Rein In Energy Speculation: Hedge Fund Manager
The Commodities Futures Trading Commission will seriously consider imposing strict position limits on traders placing bets on energy contracts, and that's just fine with hedge fund manager Mike Masters.
The head of Masters Capital Management blew the whistle on oil speculators last year when he testified before Congress regarding the rapid run-up in oil prices as it reached its record high of $145 a barrel. He is scheduled to testify at the CFTC hearings Aug. 5.
Masters, whose long/short equity fund manages approximately $1.06 billion according to data provider IPREO, believes stringent limits on commodities trading would work.
"For about 60 years we had position limits. In the 1990s, they were removed from a lot of commodities. Now, with crude, there are only position accountability limits three days before the contract is up. We need them again. We need to go back to that regulatory regime that worked for 60 years.
"Bottom line, the commodities market really just boils down to inventory. If you want to invest in energy, buy energy companies, exploration partnerships, or alternative energy companies — don't buy the inventory itself," he said.
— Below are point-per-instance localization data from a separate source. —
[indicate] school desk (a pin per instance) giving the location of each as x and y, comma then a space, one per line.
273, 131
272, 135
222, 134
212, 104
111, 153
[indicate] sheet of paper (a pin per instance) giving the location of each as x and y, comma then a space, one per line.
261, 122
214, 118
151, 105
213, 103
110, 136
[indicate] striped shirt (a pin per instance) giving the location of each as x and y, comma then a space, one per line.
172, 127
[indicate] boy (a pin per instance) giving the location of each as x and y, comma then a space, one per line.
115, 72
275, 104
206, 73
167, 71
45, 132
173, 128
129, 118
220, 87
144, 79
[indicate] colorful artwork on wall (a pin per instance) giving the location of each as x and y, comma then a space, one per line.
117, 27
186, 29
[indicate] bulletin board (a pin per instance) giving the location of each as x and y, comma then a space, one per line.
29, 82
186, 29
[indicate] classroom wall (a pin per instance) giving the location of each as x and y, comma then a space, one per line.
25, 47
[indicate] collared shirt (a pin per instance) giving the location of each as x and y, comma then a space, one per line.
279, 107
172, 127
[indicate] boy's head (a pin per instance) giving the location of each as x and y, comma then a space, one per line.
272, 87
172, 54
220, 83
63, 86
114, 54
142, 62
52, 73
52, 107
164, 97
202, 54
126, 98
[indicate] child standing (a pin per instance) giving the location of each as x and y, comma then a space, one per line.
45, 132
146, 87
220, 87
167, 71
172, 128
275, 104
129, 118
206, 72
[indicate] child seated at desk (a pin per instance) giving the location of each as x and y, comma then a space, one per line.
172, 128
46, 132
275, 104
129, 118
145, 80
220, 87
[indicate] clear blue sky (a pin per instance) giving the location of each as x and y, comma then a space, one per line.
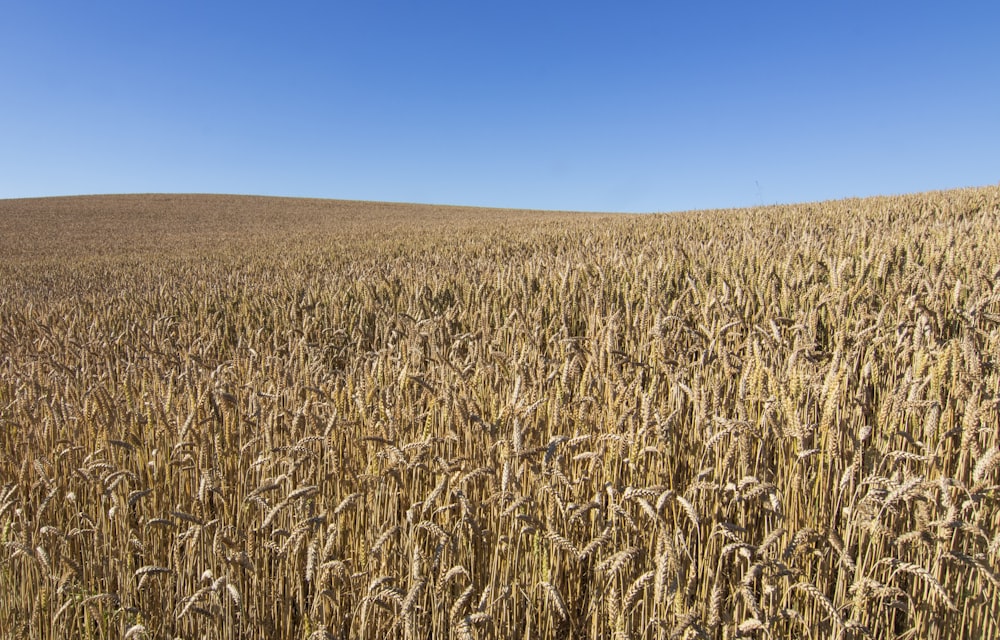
615, 106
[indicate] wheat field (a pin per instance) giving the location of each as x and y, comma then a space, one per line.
226, 417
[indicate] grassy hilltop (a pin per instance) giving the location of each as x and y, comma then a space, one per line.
246, 417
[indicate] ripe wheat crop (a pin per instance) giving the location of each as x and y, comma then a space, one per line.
263, 418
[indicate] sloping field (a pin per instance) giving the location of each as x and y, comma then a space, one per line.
273, 418
112, 225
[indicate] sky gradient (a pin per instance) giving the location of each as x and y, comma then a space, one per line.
625, 106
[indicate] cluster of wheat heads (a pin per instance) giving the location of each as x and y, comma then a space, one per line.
767, 423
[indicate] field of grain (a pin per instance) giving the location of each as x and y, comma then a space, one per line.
228, 417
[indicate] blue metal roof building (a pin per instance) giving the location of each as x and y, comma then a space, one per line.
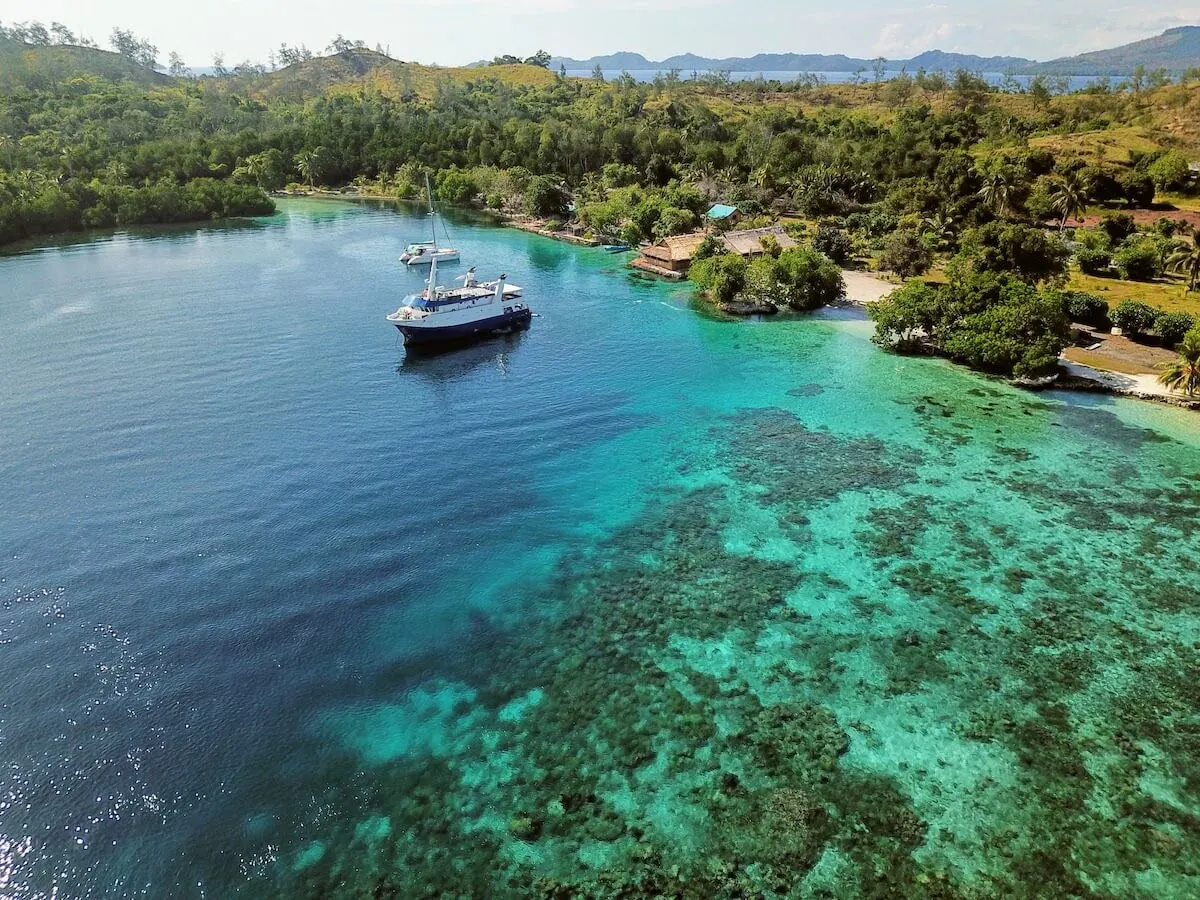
720, 210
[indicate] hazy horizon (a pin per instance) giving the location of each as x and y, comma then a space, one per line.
430, 31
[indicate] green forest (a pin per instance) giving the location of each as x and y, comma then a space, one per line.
973, 190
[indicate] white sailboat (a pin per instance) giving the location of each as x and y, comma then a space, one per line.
425, 252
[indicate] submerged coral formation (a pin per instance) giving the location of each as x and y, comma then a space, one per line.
903, 694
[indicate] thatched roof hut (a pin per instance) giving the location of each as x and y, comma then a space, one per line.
749, 243
676, 253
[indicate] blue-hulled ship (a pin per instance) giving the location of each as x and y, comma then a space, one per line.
448, 315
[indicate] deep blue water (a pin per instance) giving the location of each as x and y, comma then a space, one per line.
257, 559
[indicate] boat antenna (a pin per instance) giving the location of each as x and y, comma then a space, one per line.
433, 217
433, 279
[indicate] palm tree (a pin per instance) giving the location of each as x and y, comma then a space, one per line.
997, 193
1186, 261
309, 165
1185, 372
1069, 198
942, 227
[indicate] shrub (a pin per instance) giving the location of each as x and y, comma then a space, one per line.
1087, 309
711, 246
1041, 204
455, 186
723, 276
905, 315
1170, 172
1020, 333
1173, 327
1117, 226
808, 280
906, 255
544, 197
1093, 262
834, 244
1030, 253
1139, 258
1134, 318
1138, 189
675, 221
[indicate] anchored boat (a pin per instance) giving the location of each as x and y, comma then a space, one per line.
425, 252
445, 315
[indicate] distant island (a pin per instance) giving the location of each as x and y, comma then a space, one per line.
1175, 51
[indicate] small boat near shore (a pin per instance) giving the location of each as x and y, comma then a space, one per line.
439, 316
426, 252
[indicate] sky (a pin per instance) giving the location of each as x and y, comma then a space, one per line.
460, 31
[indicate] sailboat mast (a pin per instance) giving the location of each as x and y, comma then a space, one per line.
433, 219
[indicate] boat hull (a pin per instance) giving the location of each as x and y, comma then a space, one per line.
425, 259
426, 335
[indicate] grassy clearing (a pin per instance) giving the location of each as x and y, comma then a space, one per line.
1111, 145
1167, 295
1105, 363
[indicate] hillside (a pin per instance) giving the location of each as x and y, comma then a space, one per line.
358, 69
1174, 51
929, 60
22, 65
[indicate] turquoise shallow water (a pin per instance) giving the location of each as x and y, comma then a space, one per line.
637, 603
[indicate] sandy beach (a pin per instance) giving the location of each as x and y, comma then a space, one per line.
863, 288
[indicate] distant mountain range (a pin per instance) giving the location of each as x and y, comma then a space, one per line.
1174, 51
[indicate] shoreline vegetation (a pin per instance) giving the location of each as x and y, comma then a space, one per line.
1013, 217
More on Proposed CFTC Regulations:
- Speculators Were Key in Oil Price Hike: Chilton
To make his case, Masters makes a simple analogy: instead of investors trying to buy up all the tickets to Disneyworld (inventories to be sold by Disney) as an investment, wouldn't it make more sense that investors buy the common stock in Disney Corporation (means of production)?
In preparing for his Congressional testimony, Masters found data he said shows that markets are being primarily driven by capital markets investors versus the designated prime constituency: bona fide hedgers.
"We compiled data from the CFTC and aggregated it together which showed excessive speculation in oil markets," Masters said. "Currently, the crude oil market (when classified correctly on a reasonable pro-forma CFTC classification scheme), is approximately 80 percent or so speculative (non commercial) versus 10 years ago, when it was approximately 25 percent).
"In fact, our commodites markets are no longer non-correlated to capital markets (which is the reason Wall Street Banks pitched them to institutional investors as an 'asset class')," he said.
To date, the NYMEX crude contract for September delivery is down about 45 percent from 52 weeks ago, settling yesterday at $67.23 a barrel. Year to date, however, it is up 50.74 percent.
"The size of these flows creates distortions in the markets," he said.
"The main thing people need to realize is that having some regulation coming out of an era of no regulation is not a bad thing. You can't get too much regulation in the commodities markets because we are starting at a place with virtually none to begin with."